His career Rangers Ballpark numbers are very strong (.245/.333/.377, 22 strikeouts and five unintentional walks in 13.2 innings, one home run), though all but one of those innings were pre-injury. (The exception: last July 26, when he saved a 9-8 Twins win that ended with swinging strikeouts of Mitch Moreland and David Murphy.) And he finished 2011 healthy. This is no Brandon Webb signing.
This may not work. It’s not a Webb-level risk, but there’s risk that a 37-year-old with a repaired arm will hit a wall at some point during his guaranteed stay. But Texas is poised to win now, which makes a veteran closer like Nathan a good fit for the Rangers, and the Rangers an obvious fit for Nathan.

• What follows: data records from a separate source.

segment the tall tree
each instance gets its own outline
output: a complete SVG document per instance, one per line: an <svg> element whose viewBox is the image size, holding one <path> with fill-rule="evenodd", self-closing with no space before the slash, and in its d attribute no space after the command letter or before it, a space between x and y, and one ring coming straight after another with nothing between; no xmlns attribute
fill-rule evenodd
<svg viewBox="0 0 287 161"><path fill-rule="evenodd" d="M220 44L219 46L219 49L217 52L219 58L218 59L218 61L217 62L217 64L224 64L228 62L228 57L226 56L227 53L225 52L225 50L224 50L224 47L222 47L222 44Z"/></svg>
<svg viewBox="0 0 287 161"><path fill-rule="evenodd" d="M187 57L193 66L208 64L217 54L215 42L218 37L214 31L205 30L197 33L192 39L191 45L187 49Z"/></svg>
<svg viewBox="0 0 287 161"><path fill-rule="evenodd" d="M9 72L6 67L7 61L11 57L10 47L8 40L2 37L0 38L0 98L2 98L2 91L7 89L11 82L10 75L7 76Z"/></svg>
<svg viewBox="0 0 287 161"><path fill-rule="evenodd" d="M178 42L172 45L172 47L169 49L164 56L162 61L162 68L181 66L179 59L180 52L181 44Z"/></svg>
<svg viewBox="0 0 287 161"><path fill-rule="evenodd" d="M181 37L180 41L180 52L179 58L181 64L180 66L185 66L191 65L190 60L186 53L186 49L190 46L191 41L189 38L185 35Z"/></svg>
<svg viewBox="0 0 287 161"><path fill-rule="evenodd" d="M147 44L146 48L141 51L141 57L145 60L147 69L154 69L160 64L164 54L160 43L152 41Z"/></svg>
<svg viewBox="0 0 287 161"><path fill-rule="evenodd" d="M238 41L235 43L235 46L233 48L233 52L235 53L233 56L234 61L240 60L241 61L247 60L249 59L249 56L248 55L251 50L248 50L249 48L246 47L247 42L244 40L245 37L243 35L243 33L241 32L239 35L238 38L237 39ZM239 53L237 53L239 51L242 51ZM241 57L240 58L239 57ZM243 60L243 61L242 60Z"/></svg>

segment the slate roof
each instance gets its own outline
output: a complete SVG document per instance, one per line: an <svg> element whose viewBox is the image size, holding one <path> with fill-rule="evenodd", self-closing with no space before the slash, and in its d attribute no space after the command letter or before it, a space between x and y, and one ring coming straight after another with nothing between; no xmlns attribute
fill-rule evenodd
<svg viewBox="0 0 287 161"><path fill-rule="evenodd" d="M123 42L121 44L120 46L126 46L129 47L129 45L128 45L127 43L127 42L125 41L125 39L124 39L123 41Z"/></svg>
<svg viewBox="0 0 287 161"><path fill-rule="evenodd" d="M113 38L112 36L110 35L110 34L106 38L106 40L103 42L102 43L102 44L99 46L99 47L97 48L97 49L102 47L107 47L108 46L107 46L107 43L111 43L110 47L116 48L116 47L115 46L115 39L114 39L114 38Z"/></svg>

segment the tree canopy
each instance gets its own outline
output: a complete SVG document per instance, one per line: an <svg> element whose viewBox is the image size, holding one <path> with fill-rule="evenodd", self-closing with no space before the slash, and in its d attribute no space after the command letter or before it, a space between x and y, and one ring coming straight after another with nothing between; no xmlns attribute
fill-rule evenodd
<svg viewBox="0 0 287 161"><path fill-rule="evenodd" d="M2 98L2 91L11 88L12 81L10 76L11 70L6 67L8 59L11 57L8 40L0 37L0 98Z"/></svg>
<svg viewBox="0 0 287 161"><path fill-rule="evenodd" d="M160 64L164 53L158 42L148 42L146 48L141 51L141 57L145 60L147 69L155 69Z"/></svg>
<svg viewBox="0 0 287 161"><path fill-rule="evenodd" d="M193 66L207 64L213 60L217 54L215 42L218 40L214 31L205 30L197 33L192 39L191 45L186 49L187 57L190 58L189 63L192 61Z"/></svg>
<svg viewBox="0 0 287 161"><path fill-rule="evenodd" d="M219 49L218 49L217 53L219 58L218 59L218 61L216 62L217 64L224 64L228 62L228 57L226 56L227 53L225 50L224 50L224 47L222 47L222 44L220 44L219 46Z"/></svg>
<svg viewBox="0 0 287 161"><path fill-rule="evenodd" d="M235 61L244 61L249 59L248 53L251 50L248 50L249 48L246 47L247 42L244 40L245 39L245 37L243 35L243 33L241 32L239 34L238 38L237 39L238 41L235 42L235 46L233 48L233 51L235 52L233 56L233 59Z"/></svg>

Whether Feliz is going to be a good fit getting the ball every fifth day, in the first inning rather than the ninth, is a substantial unknown, and carries plenty of risk itself. But the time to figure out if this is going to work – whether Feliz will be conditioned to start and whether he can locate his secondary stuff and whether he can succeed three times through a lineup and whether he’s mentally ready to do this – is now, and a two-year commitment to a proven closer who showed in the second half last year that he can still get the final out makes the Feliz transition a cleaner one.
And the fact that that transition is underway in late November, just weeks after the end of the season and nearly three months before pitchers and catchers report to Surprise, feels like one important way to enhance the chances that Feliz-to-the-rotation works out for the best, starting in 2012. It’s still difficult for me to imagine Feliz throwing his first pitch out of the windup, after the Anthem, rather than in the stretch after whatever that walk-up music was. But I’ve got extra time this year to fix that image in my head, and now it absolutely feels like the 2012 season is underway.